1. This is an appeal by the decree-holders in O. S. No. 343 of 1936, who obtained a money decree against Muthukumaraswami Mudali with a charge on Certain items of property some of which had been previously mortgaged to defendant 3 in that suit. This second appeal arises out of a claim petition made by the respondent Muthukumaraswami Mudali's son minor Vachani Mudali represented by his mother as next friend in 1949 claiming the charged items as in his possession on the ground that in a partition deed with his father in 1939 he was allotted them and furthermore that he discharged the usufructuary mortgage Ex. A.9 to defendant 3 on 15-7-1943. In support of this discharge he filed a receipt Ex. A.1(a) which was unregistered.
The subordinate Judge held that Ex. A.1(a) was inadmissible in evidence as it was compulsorily registrable under Section 17, Clause (1), Registration Act and did not come within the exception contained in Clause (2)(xi) of Section 17. He accordingly dismissed this claim petition filed under Order 21, Rule 58 and Section 47, C. P. C., allowing it only in respect of certain items which had not been charged in the decree and had been apparently attached by mistake and holding that the claimant was not entitled to subrogation.

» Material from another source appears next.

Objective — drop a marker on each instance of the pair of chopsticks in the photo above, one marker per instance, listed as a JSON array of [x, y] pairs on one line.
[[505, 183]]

The learned District Judge in appeal took a different view and held that Ex. A.1(a) did not require registration. He was guided mainly by the Full (Division?) Bench decision of the Calcutta High Court in -- 'Rajani Kanta Nath v. Ali Noaz : AIR1930Cal79 . The facts in that decision were rather peculiar and I do not propose to go into them. The Bench decision of our High Court in -- 'Koti Bharna Lingappa v. Nilkantapayya Wadyar', AIR 1938 Mad 533 (B), was not placed before the learned District Judge.
It is more directly in point and it lays down quite clearly that where moneys are paid by the mortgagor to the mortgagee and the receipts which are taken purport to put an end to the mortgage rights, the receipts are compulsorily rcgistrable under Clause (1) of Section 17, Registration Act that they do not come within the exception contained in Clause 2(xi) of Section 17 of the Act and furthermore that in such a case it cannot be contended that Section 49, Registration Act is not a bar to the receipts being taken as evidence of payment of the mortgage debt.
In the light of this decision by which I am bound and with which with great respect I am in agreement, the order passed by the learned Subordinate Judge appears to be correct. The finding of the learned. District Judge that respondent is entitled to subrogation is set aside.
2. Another point has been taken for the first time by learned advocate for the appellant, namely, that the rights of subrogation claimed in this case are not open to a mortgagor under Section 92, T. P. Act. He would place the son of the first defendant-decree-holder in the position of his father as mortgagor by virtue of his having been allotted these charged items at a family partition.
In strict law, however the son would be in a position of an assignee from the original mortgagor and would not be barred from rights of subrogation. Had he been the legal representative of his father, the position might have been quite different. This is a point taken for the first time in second appeal. I am far from clear how the learned District Judge entertained an appeal in the first instance under Order 21 Rule 58 by a claimant who was not a party to the suit.
The ordinary remedy he had against the learned Subordinate Judge's order was a suit under Order 21, Rule 63. No such objection was, however, taken in the lower appellate Court and the learned District Judge has passed a considered order on the merits. His order is set aside also on the merits and not on any technical grounds in the circumstances in order to put an end to this litigation, an extraordinary feature of which is that Muthukumaraswami Mudali, the original debtor, appears to be still alive, his legal representative not having been brought on record in the suit so far as the records show.
The receipt of the discharged usufructuary mortgage has been taken by his wife as guardian of his minor son, obviously in order to preserve rights of subrogation which would have been imperilled had he as a mortgagor discharged the usufructuary mortgage himself.
3. Both Advocates concede before me that 66 cents in item 22 S. No. 239/1 directed to be released from attachment by the learned District Judge as regards which no second appeal has been filed will stand released.
4. The appeal is allowed and the order ofthe Subordinate Judge is otherwise restored, withcosts.